Me dice una buena amiga, que está encinta, que le preocupa la educación de su futuro hijo. No sé si habré sido descortés, pero la he visto tan preocupada que me he descolgado diciéndole que entendía su preocupación, pues hacer de Dios genera mucha intranquilidad, por eso de la responsabilidad.
Lo he intentado arreglar explicándole que su hijo todavía no ha nacido. Que después de nacer deberán transcurrir unos años hasta que lo lleve al colegio y luego otros hasta que tenga uso de razón, y luego otros hasta que empiece a correr riesgos por las compañías. A todo esto, ¿es razonable preocuparse a tan largo plazo, cuando no sabemos si amaneceremos mañana?
Por descontado que ha de estar en nuestra cabeza el colegio que deseamos para nuestro hijo. Pero sea cual sea su destino escolar, no nos debe quedar duda de que será muy importante, la educación que hayan recibido hasta entonces y, sobre todo, el ejemplo que haya visto en casa. Pero aún eso no será determinante para su futuro. Un caso paradigmático es el del Beato José Olalla Valdés (1820-1889), del que leía el otro día una nota biográfica en la revista Ave María (núm. 748. Enero 2009); este ciudadano cubano, de encomiable y ejemplar vida religiosa y profesional, ¡fue abandonado por su madre al poco de nacer, en una institución benéfica!
No podemos blindar a nuestros hijos frente al mal. Ni a nosotros mismos. Sólo podemos formales - y formarnos -, sin lagunas y con confianza en las creencias, lo que implica huir de frases hechas y confiar en que salirnos del paso a una pregunta comprometida es una buena solución. Los niños no son tontos.

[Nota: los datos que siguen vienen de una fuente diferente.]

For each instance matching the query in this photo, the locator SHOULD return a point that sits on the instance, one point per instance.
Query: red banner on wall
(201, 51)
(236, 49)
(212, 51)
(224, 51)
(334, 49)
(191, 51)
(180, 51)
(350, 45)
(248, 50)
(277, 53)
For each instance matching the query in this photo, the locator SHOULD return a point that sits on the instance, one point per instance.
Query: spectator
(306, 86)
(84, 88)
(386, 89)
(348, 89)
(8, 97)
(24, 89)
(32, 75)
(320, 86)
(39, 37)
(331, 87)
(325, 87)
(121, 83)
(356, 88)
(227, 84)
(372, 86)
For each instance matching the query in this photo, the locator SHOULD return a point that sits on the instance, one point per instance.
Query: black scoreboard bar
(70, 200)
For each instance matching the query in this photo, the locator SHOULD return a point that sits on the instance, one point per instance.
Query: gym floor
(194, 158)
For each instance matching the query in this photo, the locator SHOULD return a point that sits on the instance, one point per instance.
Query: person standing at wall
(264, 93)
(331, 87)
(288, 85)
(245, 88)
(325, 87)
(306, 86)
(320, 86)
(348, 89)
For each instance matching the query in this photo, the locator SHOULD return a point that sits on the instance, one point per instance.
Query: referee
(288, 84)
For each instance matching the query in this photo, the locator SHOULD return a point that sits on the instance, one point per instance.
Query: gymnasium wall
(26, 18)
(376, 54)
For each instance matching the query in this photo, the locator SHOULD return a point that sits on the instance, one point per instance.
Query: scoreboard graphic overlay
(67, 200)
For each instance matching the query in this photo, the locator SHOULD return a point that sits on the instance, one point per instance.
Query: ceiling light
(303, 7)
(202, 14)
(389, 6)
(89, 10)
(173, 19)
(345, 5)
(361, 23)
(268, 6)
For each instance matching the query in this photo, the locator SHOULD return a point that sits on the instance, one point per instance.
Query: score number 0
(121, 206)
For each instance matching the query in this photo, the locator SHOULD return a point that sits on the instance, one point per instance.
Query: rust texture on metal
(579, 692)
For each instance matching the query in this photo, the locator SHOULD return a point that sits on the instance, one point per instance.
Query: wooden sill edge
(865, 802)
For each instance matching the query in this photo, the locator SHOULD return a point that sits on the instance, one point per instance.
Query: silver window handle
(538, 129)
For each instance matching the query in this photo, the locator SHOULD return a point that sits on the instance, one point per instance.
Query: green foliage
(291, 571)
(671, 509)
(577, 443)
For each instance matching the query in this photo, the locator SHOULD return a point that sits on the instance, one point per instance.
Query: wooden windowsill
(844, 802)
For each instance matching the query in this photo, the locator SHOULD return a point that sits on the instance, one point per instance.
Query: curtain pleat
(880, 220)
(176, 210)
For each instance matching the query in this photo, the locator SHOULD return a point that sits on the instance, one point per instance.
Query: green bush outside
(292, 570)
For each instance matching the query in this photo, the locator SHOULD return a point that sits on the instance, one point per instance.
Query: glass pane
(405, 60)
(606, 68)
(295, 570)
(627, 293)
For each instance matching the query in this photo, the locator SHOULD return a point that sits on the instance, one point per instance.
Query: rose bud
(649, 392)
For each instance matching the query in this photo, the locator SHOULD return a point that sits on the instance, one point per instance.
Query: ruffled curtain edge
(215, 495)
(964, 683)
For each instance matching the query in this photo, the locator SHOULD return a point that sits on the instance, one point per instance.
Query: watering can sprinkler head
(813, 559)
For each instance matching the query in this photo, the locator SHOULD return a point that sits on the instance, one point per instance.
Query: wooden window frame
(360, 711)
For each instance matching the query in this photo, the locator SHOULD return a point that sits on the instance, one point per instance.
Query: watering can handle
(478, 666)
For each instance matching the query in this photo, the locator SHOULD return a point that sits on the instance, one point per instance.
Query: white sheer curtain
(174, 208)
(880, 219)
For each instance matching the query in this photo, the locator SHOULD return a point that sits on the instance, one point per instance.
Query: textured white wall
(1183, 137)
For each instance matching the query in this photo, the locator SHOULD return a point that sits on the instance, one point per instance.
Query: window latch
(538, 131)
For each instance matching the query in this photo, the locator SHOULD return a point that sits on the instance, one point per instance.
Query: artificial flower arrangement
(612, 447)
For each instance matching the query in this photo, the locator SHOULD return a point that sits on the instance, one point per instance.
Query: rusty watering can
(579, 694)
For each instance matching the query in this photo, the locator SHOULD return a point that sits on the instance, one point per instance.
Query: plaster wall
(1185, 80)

Hecho esto es haber hecho mucho. Luego, Dios dirá. Será bueno buscar un colegio religioso – no todos son adecuados - si queremos mayor tranquilidad de que recibirá una buena educación integral, y a rezar para que no se nos haga amigo del golfo simpático de la clase. Pero pensar que su futuro depende de nosotros, es mucho pensar. Los padres, obrando en recta conciencia, ya han hecho todo lo que tenían que hacer.